Tag Archives: java

Beware of writing regex and string functions

Recently i was involved in an issue took a week to come to know the root cause. In the end its an eye opener to many who does not give importance to string functions and regex. “Regular expressions and String functions are quite powerful in any language; however utmost importance should be given to such code.”

The issue is very simple. Set of Java Files need to processed to get some annotations and other proprietary stuff and also separate the main class names and inner class names. The customer created Business Entities which may contain inner classes and are passed through a pre-processor. Problem occurs in a particular case when the File name is “BlaSomeClassName_Bla.java” and it contains a inner class “SomeClass”.

–>Inner class name is SIMILAR to main class name.

Lets look at the following code and especially the line 6. This line tries to match the class names given by qdox (java source parser) with the java source file that is currently being processed.

1     if (classes.length == 1) {
2         _javaClass = classes[0];
3     } else {
4         for (int i = 0; i < classes.length; i++) {
5             JavaClass aClass = classes[i];
6             if (aSourceFile.getName().matches(".*" + aClass.getName() + ".*")) {
7                 _javaClass = classes[i];
8                 break;
9             }
10        }
11    }

This is the regular expression that took up my days and nights which rarely has any sort of consistency in execution.

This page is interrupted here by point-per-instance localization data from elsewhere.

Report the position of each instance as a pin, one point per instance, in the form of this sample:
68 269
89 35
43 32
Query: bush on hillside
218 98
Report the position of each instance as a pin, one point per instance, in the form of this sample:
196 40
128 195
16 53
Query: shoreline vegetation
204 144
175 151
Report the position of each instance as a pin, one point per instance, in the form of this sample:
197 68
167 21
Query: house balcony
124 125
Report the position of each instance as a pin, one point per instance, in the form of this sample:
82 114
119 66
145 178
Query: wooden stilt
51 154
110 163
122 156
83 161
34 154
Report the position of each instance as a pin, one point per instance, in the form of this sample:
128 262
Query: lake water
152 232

In the above example the source that is being processed is the “BlaSomeClassName_Bla.java” and the class names that you get from qdox will be “BlaSomeClassName_Bla” and “SomeClass”. And now probably you would have guessed. In the array “classes”, if the “SomeClass” comes as the first element you are screwed. The regular expression matches the “BlaSomeClassName_Bla” and the processing class is taken as “SomeClass”. Where as the right processing class is “BlaSomeClassName_Bla”.

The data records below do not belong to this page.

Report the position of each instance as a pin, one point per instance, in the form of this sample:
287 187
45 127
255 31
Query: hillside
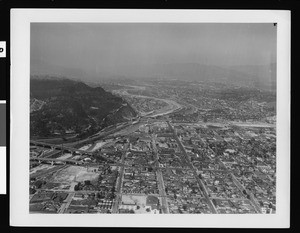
61 107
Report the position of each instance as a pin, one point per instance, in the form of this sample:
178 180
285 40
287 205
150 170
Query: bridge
64 161
69 150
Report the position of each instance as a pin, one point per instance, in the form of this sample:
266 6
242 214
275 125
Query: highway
161 185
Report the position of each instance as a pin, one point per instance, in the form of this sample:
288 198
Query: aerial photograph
152 118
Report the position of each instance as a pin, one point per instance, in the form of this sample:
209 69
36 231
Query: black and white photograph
152 119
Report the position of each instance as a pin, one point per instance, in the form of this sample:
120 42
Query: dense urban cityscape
182 147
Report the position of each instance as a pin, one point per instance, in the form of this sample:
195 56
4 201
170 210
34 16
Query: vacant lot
75 173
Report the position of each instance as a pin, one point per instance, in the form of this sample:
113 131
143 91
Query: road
119 185
161 185
66 203
200 183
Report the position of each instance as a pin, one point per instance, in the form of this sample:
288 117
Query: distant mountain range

This issue took quite a few days to really understand and get to the bottom of the code. Many many thanks to eclipse which enables a cool debugging. Conditional debugging is very useful in such scenarios where you would not want to wait for a long time to see the special case. Instead, introduce the right condition and rest is taken care by eclipse. This is what makes the eclipse my favorite IDE.

Do you have any such experiences with strings and regex ?